Columns - Botanical Stories
by Marta Galli




Magnolias, rhododendrons, Japanese anemones, and many other familiar presences in our gardens arrived from the edges of the known world between the 18th and 19th centuries, thanks to the adventurous spirit of the first “plant hunters.” Their expeditions were often far from incident-free. Botanist David Douglas disappeared in Hawaii, falling—or perhaps being pushed—into a pit dug to trap animals. George Forrest was captured and tortured in Yunnan, China; he eventually escaped, but the group accompanying him was massacred. The most infamous case is probably that of the Bounty, the Royal Navy ship tasked with transporting breadfruit trees from Tahiti to the British colonies in the West Indies. The voyage ended in mutiny: the seedlings were thrown overboard, and Captain William Bligh, chief gardener David Nelson, and sixteen others were abandoned in a lifeboat in the middle of the Pacific.
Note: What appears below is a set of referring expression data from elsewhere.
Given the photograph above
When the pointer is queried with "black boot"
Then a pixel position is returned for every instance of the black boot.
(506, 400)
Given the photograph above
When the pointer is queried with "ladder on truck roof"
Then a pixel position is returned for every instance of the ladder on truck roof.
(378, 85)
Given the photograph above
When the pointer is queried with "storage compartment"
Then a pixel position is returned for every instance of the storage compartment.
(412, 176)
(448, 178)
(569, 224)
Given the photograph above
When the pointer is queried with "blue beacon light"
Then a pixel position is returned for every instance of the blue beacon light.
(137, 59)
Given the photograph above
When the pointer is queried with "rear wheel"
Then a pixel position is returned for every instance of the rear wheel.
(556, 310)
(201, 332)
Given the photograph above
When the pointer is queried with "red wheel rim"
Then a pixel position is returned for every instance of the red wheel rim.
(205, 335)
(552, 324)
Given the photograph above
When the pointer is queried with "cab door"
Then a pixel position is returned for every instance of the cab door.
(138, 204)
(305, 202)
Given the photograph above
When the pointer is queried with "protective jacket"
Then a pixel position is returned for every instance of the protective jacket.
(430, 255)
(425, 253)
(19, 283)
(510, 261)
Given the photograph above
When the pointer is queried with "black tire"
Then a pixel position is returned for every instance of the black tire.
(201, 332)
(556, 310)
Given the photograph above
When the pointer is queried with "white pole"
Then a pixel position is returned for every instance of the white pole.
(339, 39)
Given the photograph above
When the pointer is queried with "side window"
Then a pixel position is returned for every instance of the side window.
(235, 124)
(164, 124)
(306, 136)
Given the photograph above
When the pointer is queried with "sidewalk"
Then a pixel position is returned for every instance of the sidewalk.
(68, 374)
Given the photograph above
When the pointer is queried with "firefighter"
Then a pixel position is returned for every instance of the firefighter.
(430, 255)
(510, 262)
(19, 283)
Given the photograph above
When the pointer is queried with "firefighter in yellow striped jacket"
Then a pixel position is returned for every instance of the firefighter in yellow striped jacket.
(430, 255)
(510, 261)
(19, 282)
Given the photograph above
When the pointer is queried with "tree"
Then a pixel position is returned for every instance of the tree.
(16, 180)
The travels of the only woman to make it into the historical record, Marianne North—who produced a vast and invaluable collection of botanical illustrations—were not marked by such hardships. Yet they remain extraordinary, especially for a “respectable” Victorian lady. North defied the conventions of her time, which expected women to marry, avoid solo travel, and remain excluded from the world of science. She lived with her father, a member of the British Parliament, until the age of forty, while her sisters married. After his death, she set out to paint the vegetation of distant lands, first traveling to the United States and Canada. But it was upon arriving in Jamaica that her journey truly began to flourish. She settled in a house within the former Botanical Gardens, rising at dawn to paint feverishly outdoors, surrounded by banana trees, palms, and orchids. Rainy afternoons were spent working indoors, only to head back out and return home at sunset.
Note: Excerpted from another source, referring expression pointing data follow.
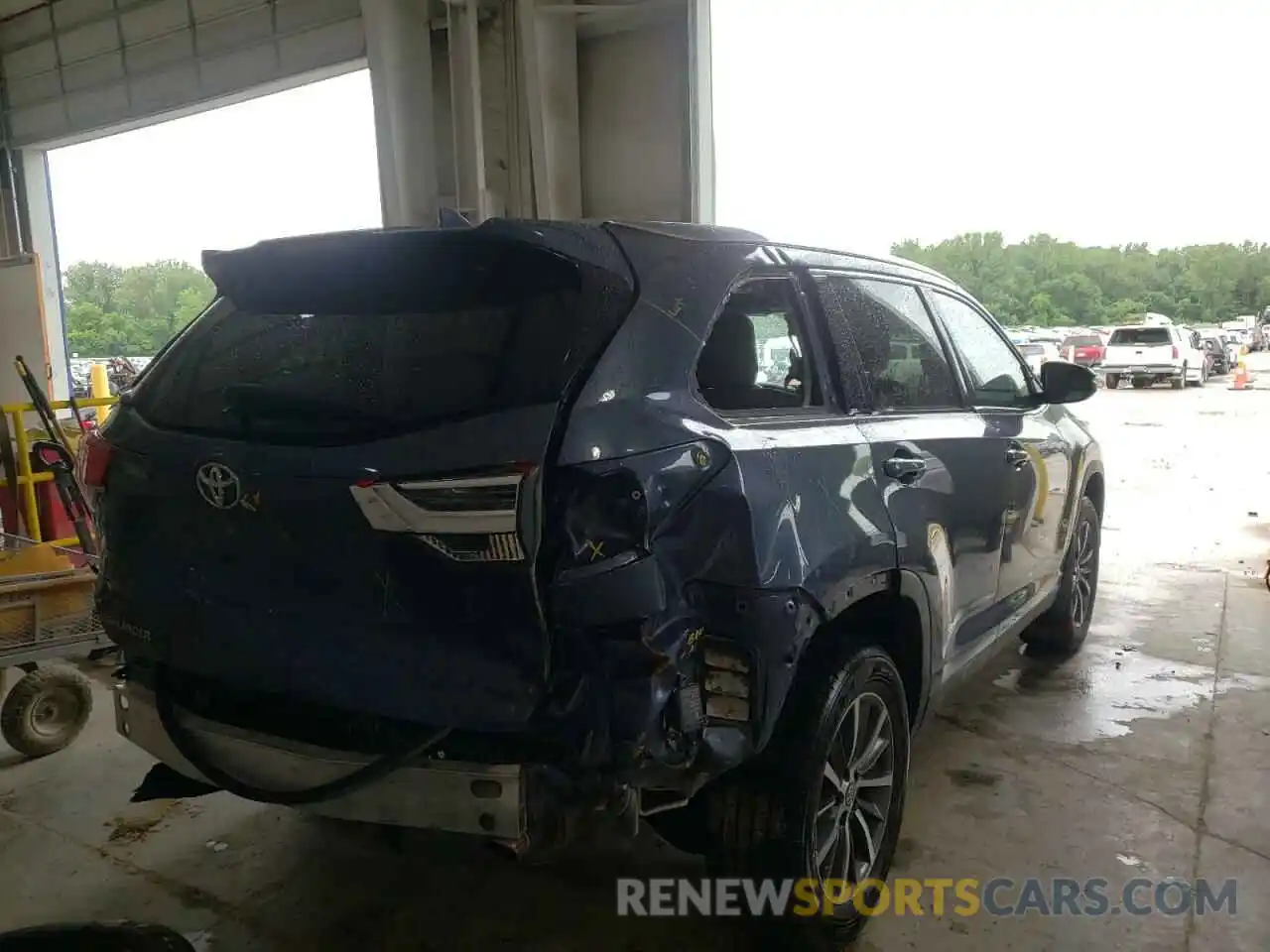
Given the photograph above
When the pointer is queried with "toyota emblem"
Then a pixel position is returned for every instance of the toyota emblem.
(218, 485)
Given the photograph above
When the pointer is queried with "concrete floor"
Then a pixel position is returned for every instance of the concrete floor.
(1144, 756)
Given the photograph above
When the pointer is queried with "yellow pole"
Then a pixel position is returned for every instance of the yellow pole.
(99, 386)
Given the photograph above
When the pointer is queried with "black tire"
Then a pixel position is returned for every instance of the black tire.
(763, 820)
(1064, 629)
(46, 711)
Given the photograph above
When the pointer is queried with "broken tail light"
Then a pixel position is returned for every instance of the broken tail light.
(610, 512)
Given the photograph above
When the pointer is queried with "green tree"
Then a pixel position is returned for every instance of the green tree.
(114, 311)
(1043, 281)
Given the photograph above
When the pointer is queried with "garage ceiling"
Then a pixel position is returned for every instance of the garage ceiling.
(71, 67)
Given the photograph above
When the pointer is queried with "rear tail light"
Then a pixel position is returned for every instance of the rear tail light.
(465, 518)
(611, 512)
(94, 460)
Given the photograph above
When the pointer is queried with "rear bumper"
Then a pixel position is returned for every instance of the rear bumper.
(485, 800)
(1142, 370)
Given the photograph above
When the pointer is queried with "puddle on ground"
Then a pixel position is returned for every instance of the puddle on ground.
(1101, 692)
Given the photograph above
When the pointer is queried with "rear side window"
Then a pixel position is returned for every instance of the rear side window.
(1139, 336)
(754, 357)
(296, 377)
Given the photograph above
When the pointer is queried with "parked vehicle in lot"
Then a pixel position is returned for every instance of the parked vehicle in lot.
(1218, 354)
(1155, 353)
(1086, 349)
(479, 509)
(1038, 353)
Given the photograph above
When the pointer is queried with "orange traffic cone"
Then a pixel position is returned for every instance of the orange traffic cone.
(1241, 377)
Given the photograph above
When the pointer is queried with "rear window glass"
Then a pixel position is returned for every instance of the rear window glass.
(1141, 335)
(309, 377)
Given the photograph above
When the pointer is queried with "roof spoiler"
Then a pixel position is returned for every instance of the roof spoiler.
(452, 218)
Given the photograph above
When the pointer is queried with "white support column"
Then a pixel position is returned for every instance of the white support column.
(548, 44)
(399, 51)
(701, 112)
(44, 244)
(465, 96)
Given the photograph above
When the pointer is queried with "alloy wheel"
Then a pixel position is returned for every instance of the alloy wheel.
(54, 714)
(856, 793)
(1083, 574)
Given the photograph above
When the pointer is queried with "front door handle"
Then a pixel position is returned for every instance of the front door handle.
(1017, 458)
(905, 468)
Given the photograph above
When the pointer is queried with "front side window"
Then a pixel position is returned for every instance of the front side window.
(885, 326)
(996, 373)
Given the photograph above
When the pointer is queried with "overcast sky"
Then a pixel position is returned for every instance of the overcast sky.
(846, 123)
She lived for a time in a hut in the Brazilian rainforest, and explored Tenerife, Japan, Borneo, Singapore, Sri Lanka, Java, and India. On Charles Darwin’s suggestion, she visited Australia and New Zealand. Then the Seychelles, South Africa, and Chile. She loved being alone in the wilderness, had little patience for social obligations, and, though raised amid the comforts of high society, preferred to travel without luxuries and stay in modest shelters. Today, her paintings can be seen at Kew Gardens, about ten kilometers southwest of London, inside a gallery that Marianne North had built at her own expense. Crowded edge to edge until every centimeter of wall space is covered, they are arranged by geographical area exactly as they were at the time of the gallery’s inauguration, in 1882. In an era when color photography did not exist, these paintings provided precious scientific documentation. North did not isolate single specimens against neutral backgrounds, as tradition dictated: she painted entire ecosystems, capturing the atmosphere of natural habitats. She was documenting a world already vanishing. Many of the species she depicted are now extinct. Among the survivors is Kniphofia northiae—one of the plants that bears her name: with its showy torch-like inflorescence and exceptional drought resistance, it is currently experiencing an unprecedented surge in popularity.